(Skirt Up: This is my favorite photo in the exhibition. It was taken during a memorial service to pay tribute to the British soldiers died in the fighting against the Japanese invasion of Hong Kong. The memorial service was held once a year in Hong Kong during the Bristish colonial rule. It still is but not at the Cenotaph adjoining the Statue Square in Central)
I am just back from the “Imaging Hong Kong” photography exhibition. Some of the exhibited photos were intriguing in the way they were presented. Photography has a very long history in Hong Kong, which is actually as long as since the French government announced the invention of photography in 1839. Not long afterwards in 1845, the first photographic studio was established by a Mr West at Sydenham Terrace near Queen’s Road Central, Hong Kong. In the beginning, under the British colonial rule, all the photographers in Hong Kong were expats but in around 1860, local Chinese photographers began to emerge. Among them Afong Lai, owner of the locally renowned Afong Studio, was especially famed. Both foreign and local customers praised Afong for his scenery and portrait works.

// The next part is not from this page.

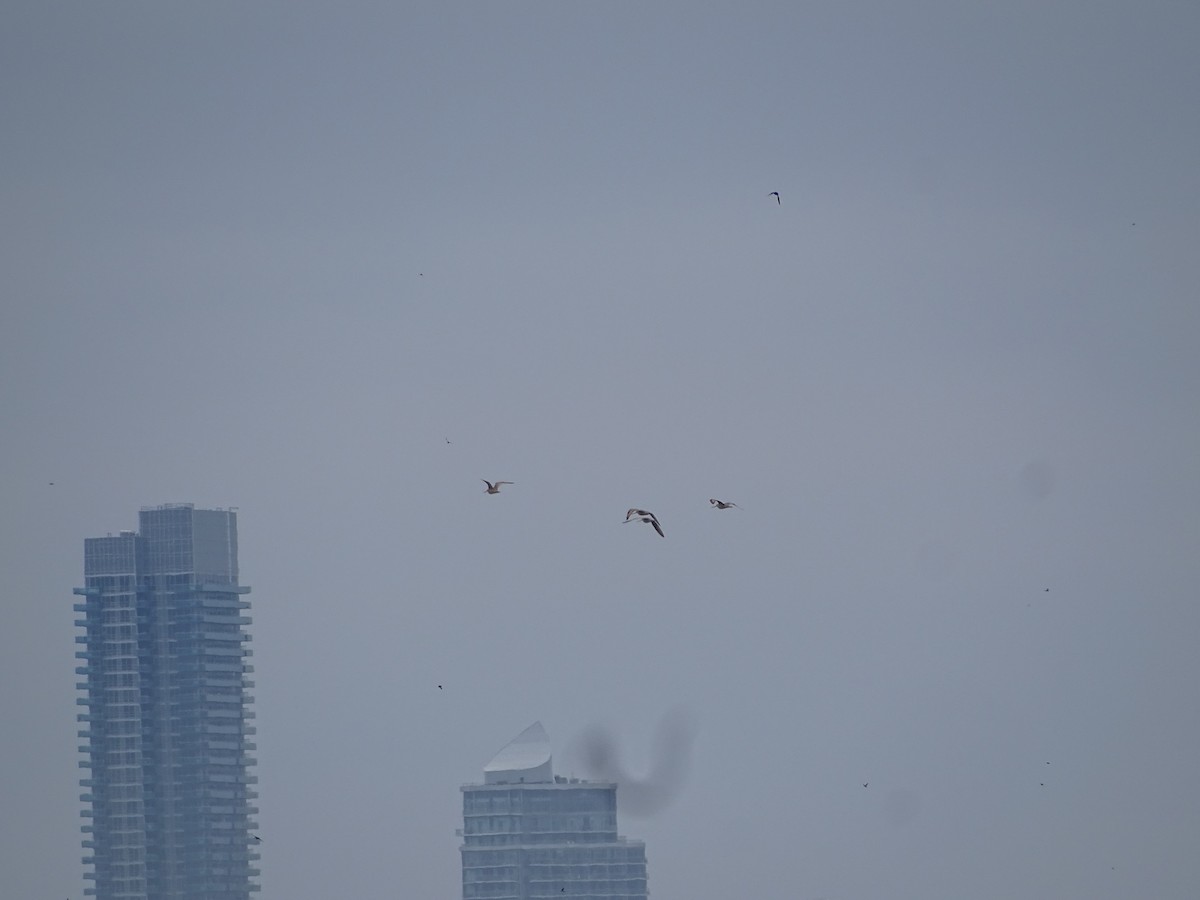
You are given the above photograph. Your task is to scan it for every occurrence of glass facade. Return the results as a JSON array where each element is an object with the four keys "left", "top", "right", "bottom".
[
  {"left": 75, "top": 504, "right": 259, "bottom": 900},
  {"left": 461, "top": 781, "right": 648, "bottom": 900}
]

His works are available for sale in different countries and on the Internet.
(3-D Marketplace: The photographers made a large print of the photo and painstakingly pasted same overlapping images on the large print to present the marketplace in a three dimensional way)
Art photography was first recorded in Hong Kong around 1888, when a photography group called the Camera Club exhibited some ninety photographs in the City Hall, the then only performing and cultural complex here. But it was only until the late 1920s to the 1930s when the art photography scene became livelier, with annual photo contests and the emergence of more photographic societies. The number of art photographers further increased in the 1950s, among whom many won entries or awards in international photographic salons, making some hail Hong Kong as the “The Kingdom of Photography”.

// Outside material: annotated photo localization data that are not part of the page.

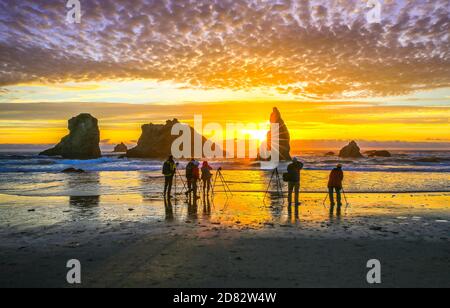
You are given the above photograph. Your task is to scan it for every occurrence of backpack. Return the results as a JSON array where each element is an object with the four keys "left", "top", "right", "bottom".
[
  {"left": 162, "top": 161, "right": 172, "bottom": 176},
  {"left": 186, "top": 162, "right": 194, "bottom": 179},
  {"left": 202, "top": 167, "right": 212, "bottom": 179},
  {"left": 283, "top": 173, "right": 291, "bottom": 182}
]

(Recording Redevelopment: Another photographer consistently took pictures of the street from its prime time with old shops (the middle row of photos) to its doomsday (rows of photos both ways from the middle row) when the government forced a redevelopment of it )
Generally speaking, local photographic works prior to the 1970s belonged to the style of Pictorialism, which aspired to make photographs look like paintings following classical rules of composition and with didactic messages. In the late 1970s and early 1980s, the first generation of post-war, locally-born photographers arose; man were educated abroad for new ideas about photography. These photographers representing a “new school” advocating the aesthetics of “straight photography” which argued that a photographer should explore the medium’s intrinsic properties and truthfully express the nature of the subjects through his or her viewpoints. In the 1990s, under the influence of postmodernism and post-colonialism, some photographers produced works that emphasised symbolic meanings and cultural awareness instead of forms. A noticeably greater diversity of art photography styles started to breed and has been carrying on the evolution until today.
Besides this, I had the opportunity to see some old camera exhibits a month ago. The Leica prototype of one of its early 35mm cameras, the Compur model, interested me the most, also not least was the Konica C35AF. The Camerapedia.org puts it this way, “The C35AF is a "milestone" camera in that it was the world's first production autofocus camera. It used the "Visitronic" AF system developed and produced by Honeywell. This was a "passive" rather than the subsequently more popular "active" system (annouced two years later by Canon in the AF35M).”
(Konica C35AF. Too dim, no flash allowed and a bit blurry)
So, we are in a way given a tool passed on by people from as far back as over 150 years ago. In the "Imaging Hong Kong" exhibition, I admired some old photos a lot as they recorded the daily life as it was in the old days. This strike me that photographers, besides having fun in taking photos, have a duty somehow to use the tool to give the memory back to the next generations.